Im Papier ist ein überraschend deutlicher Linksruck zu spüren – Schwarz-Grün als Koalitionsoption nimmt die Partei praktisch selbst vom Tisch. Stattdessen heißt es: „Unser Ziel ist es, dass es 2029 eine progressive Mehrheit gibt, die eine progressive Regierung trägt – mit Bündnis 90/Die Grünen.“ So will man dort – explizit distanziert von der aktuellen Regierung – mehr auf Frauenrechte, Selbstbestimmung, Klimaschutz und den Schutz der Demokratie setzen.

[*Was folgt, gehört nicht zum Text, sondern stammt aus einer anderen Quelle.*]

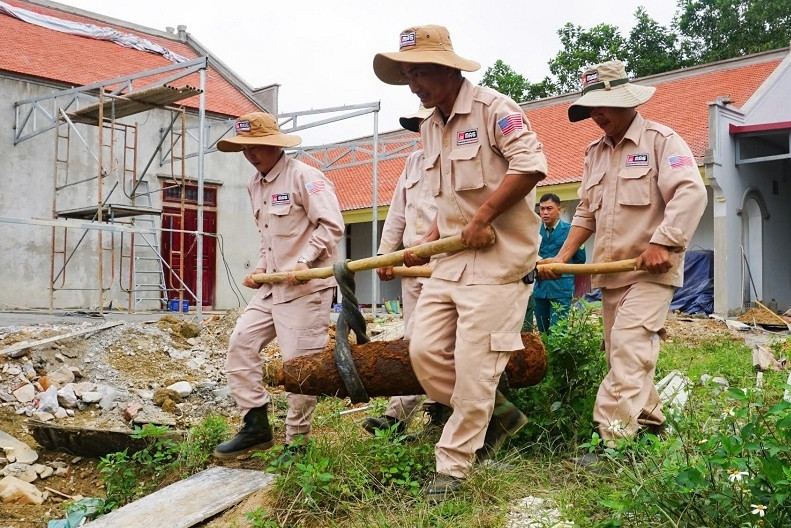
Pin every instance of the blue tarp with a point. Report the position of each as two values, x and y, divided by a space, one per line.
696 296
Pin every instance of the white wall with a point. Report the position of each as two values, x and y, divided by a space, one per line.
27 177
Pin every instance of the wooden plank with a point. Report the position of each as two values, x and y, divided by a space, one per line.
188 502
16 347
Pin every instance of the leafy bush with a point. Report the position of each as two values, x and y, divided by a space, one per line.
333 474
128 477
728 464
194 453
559 409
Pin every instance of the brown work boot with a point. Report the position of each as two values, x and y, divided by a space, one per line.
255 435
441 487
506 421
383 423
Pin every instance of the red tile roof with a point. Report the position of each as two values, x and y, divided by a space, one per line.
35 51
680 102
354 183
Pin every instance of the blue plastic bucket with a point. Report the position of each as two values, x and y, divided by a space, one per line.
173 305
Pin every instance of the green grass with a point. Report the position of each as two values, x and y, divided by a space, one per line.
347 478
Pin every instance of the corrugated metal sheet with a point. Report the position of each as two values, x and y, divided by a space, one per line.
134 102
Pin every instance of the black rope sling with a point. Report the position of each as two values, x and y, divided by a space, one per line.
349 318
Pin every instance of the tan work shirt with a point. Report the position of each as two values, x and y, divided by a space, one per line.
412 209
298 215
646 189
486 137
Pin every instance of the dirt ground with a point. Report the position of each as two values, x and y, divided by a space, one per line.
137 358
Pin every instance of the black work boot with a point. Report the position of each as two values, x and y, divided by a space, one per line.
506 421
383 423
255 435
438 415
442 487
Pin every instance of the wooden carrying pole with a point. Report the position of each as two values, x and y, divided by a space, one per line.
559 268
443 245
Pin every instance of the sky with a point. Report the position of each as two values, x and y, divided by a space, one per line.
320 51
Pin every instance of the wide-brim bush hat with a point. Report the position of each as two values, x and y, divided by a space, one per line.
257 128
606 84
421 44
412 121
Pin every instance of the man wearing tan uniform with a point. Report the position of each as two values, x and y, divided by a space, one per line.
642 194
482 161
299 218
412 211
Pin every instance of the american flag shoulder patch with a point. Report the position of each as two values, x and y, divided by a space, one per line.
510 123
316 186
677 161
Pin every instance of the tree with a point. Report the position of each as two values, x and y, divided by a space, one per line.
652 48
702 31
583 48
504 79
721 29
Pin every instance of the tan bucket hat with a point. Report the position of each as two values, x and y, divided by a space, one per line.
606 84
257 128
412 121
421 44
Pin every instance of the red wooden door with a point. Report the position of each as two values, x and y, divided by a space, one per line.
179 249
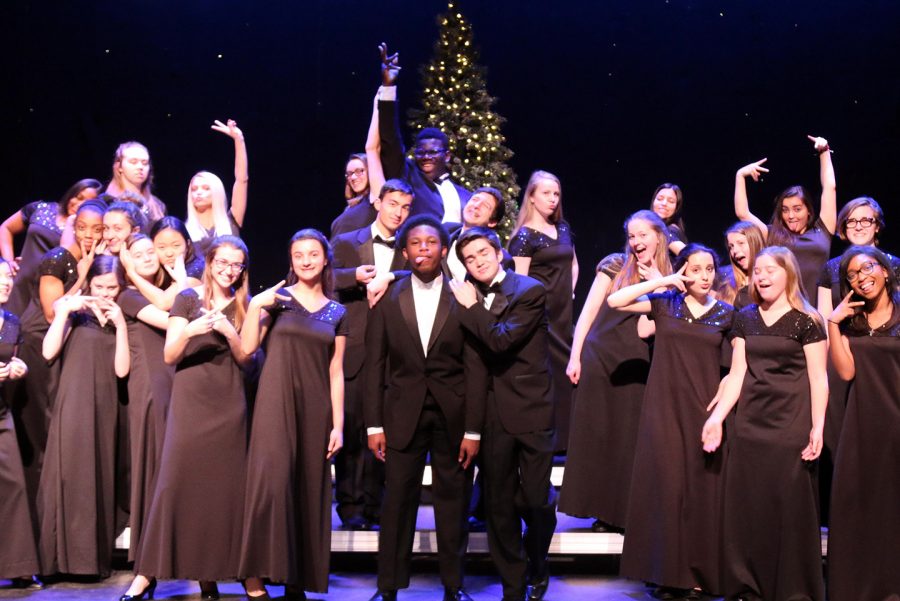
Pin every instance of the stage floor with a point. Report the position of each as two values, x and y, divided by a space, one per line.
352 586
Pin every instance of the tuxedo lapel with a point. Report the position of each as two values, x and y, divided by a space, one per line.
408 310
442 314
366 250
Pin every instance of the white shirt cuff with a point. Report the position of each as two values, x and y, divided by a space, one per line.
387 93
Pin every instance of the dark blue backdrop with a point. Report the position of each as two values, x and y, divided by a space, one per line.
614 97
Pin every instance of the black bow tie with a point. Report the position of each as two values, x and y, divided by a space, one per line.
387 242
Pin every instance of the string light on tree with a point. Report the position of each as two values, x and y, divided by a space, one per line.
462 109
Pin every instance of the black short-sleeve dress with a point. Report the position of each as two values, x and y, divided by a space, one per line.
18 551
772 545
42 233
149 388
673 525
864 532
287 519
615 363
193 530
551 265
77 494
33 401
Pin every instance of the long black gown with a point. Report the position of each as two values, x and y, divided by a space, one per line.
615 363
42 233
673 521
551 265
193 530
77 495
33 403
149 388
18 552
772 545
864 533
287 519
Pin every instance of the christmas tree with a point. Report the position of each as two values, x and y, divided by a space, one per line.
455 100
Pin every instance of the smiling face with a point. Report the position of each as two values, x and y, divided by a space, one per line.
642 240
105 286
479 210
226 266
169 244
739 250
308 260
88 230
424 251
867 285
794 214
701 267
545 197
357 176
146 261
861 226
769 277
116 229
482 260
135 165
665 203
6 280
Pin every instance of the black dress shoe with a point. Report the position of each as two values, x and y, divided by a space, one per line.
146 593
536 590
209 590
456 594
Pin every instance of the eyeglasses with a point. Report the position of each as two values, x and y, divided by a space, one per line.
222 264
866 268
429 154
865 222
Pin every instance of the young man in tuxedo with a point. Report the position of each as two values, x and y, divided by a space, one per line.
427 388
507 314
361 257
429 172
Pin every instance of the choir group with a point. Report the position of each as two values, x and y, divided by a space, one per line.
143 385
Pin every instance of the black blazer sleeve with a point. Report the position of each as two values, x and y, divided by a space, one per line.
511 330
376 357
392 150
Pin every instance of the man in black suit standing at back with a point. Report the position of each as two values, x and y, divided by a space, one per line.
429 173
361 257
430 402
507 314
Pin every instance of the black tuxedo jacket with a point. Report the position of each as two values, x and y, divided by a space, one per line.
395 164
452 372
350 251
514 346
353 218
454 231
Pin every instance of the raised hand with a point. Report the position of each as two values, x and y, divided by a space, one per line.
846 308
390 65
270 297
819 143
335 442
754 170
229 128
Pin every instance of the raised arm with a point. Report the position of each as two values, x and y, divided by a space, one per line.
595 299
241 171
373 153
392 150
828 204
741 203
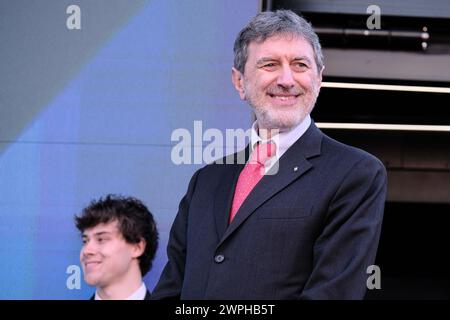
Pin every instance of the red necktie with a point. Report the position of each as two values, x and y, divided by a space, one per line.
251 174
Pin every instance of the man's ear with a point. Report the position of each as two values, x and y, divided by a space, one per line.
238 81
138 248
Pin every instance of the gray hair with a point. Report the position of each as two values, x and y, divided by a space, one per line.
269 23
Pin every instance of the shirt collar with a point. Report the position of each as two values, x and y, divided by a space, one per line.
139 294
283 140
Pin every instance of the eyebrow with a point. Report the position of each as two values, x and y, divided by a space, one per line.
268 59
97 234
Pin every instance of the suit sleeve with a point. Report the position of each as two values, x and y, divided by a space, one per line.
171 280
349 239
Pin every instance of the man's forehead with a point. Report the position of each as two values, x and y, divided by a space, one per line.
299 46
108 227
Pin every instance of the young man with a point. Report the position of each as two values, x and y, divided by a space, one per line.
311 230
119 243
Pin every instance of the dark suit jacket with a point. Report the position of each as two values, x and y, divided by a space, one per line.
308 232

Gleichzeitig kritisieren die beiden Fraktionsvorsitzenden die eigene Partei, aber auch deren Regierungszeit in der Ampel hart. In sechs Thesen sind etwa die Gründe für das Scheitern der Regierung, die als „Zukunftskoalition“ an den Start gegangen war, aufgeführt. Zudem wird von der Partei wieder mehr ein ideologischer Kurs erwartet: „Und auch wir waren in der letzten Zeit zu leise. Zu vorsichtig und manchmal zu defensiv.“ Man möchte in Zukunft nicht mehr „allen gefallen“.